Tout le monde s'entend, le nouveau gouvernement péquiste sera d'autant apprécié qu'il fera la démonstration d'une bonne gouvernance des affaires de l'État, loin de la corruption et sans intentions politiques cachées. Pour reprendre un cliché, il devra gouverner autrement, en s'attaquant aux problèmes et aux irritants sociaux qui font consensus.

Parmi les dossiers d'un tel chantier, l'examen de certains encadrements législatifs s'impose. C'est le cas de la Loi sur l'assurance automobile dont plusieurs dispositions (la loi contient plus de 200 articles) ne sont plus adaptées aux réalités d'aujourd'hui.

Instaurée en 1978 par la ministre Lise Payette, à l'époque ministre à la Condition féminine, à la consommation, aux coopératives et institutions financières, cette loi a marqué les premières années de gouvernance péquiste. C'était il y a 35 ans. Même si elle a fait l'objet d'ajustements en cours de route, dont une réforme assez importante en 1990, ses grands principes modèlent toujours le régime que nous connaissons aujourd'hui. Sans tout remettre en question - notamment le no-fault - force est de constater que le contexte social a subi de profondes transformations et que le régime doit être ajusté profondément.

Des exemples concrets ? Il y en a des dizaines, mais le plus médiatisé est certainement cette disposition qui accorde aux criminels récidivistes de la route les mêmes droits et privilèges (ainsi que les indemnités qui en résultent !) qu'aux victimes. Cela ne fait pas de sens. La question traîne depuis des années. Deux commissions parlementaires en 2002 et un projet de loi du ministre des Transports de l'époque, Serge Ménard, n'ont pas réussi à changer les choses. Depuis, c'est le silence radio.

Même les assureurs privés sont mal à l'aise avec cette aberration. Dans l'état actuel des choses, les assureurs doivent payer les dommages matériels de leurs assurés même si ces derniers ont démoli leur véhicule en état d'ébriété !

D'autres pratiques méritent un examen. Certains aspects liés à l'indemnisation des victimes doivent être révisés au regard de nombreux chevauchements avec d'autres lois, notamment celle encadrant les accidents de travail (CSST). La perte progressive des indemnités à partir de 65 ans et la fin des indemnités à 68 ans est une aberration.

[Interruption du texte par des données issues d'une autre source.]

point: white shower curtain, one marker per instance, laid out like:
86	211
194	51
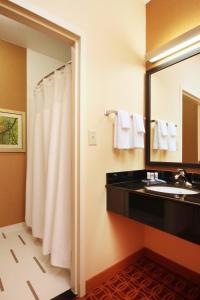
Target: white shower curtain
48	183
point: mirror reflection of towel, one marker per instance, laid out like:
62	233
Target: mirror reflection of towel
171	136
160	135
122	130
137	131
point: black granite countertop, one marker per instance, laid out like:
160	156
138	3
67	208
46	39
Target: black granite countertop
138	187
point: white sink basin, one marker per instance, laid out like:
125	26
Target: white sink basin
171	190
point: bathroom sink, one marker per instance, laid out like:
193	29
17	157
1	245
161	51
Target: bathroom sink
171	190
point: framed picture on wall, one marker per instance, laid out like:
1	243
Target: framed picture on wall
12	131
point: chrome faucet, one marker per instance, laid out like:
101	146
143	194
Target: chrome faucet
181	178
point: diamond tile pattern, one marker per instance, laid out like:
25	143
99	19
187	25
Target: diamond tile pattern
145	280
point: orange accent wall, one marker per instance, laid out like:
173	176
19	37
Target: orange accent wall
13	165
168	19
165	21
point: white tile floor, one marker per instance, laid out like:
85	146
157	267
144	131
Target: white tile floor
14	276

Et la liste pourrait s'allonger : plusieurs dispositions liées à l'accessibilité, à la détermination de l'emploi au moment de l'accident, au remplacement de la perte économique subie, au dommage matériel ainsi qu'à plusieurs aspects de nature juridique, dont les milliers de contestations au Tribunal administratif du Québec, requièrent un examen des situations et une révision en profondeur de la loi.

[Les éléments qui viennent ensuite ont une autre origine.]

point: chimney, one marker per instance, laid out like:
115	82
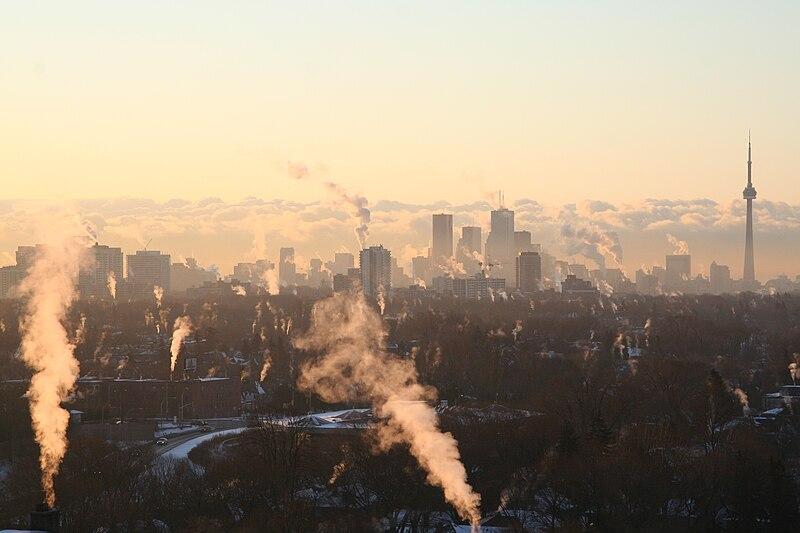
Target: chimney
45	519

Autre disposition à réviser, même si elle ne touche pas la loi à proprement dit : l'examen médical exigé aux conducteurs de 75 ans. La longévité de la population s'est grandement améliorée depuis 35 ans, et il serait tout à fait envisageable de déplacer cette exigence à 80 ans sans conséquence pour le bilan routier.

Notre régime d'assurance automobile est unique au monde. Il fait l'envie de nombreux pays. Tous les Québécois sont assurés partout dans le monde, peu importe le lieu où se produit l'accident. C'est un modèle de gestion intégrée qui recouvre à la fois la prévention, le contrôle, l'indemnisation et la réadaptation des victimes de la route. Un modèle simple, équitable, efficace et à faible coût, qui s'autofinance (une qualité rare aujourd'hui !) par une partie des revenus provenant des permis de conduire et des frais d'immatriculation.

Chaque fois que les aberrations du régime font la manchette, il s'en trouve pour crier à l'injustice du système et réclamer l'abandon du no-fault, ce qui provoquerait vraisemblablement la fin du régime. Plutôt que de le conspuer chaque fois qu'il fait défaut, il faut le mettre en harmonie avec les conditions sociales prévalentes pour le rendre encore plus juste et plus efficient.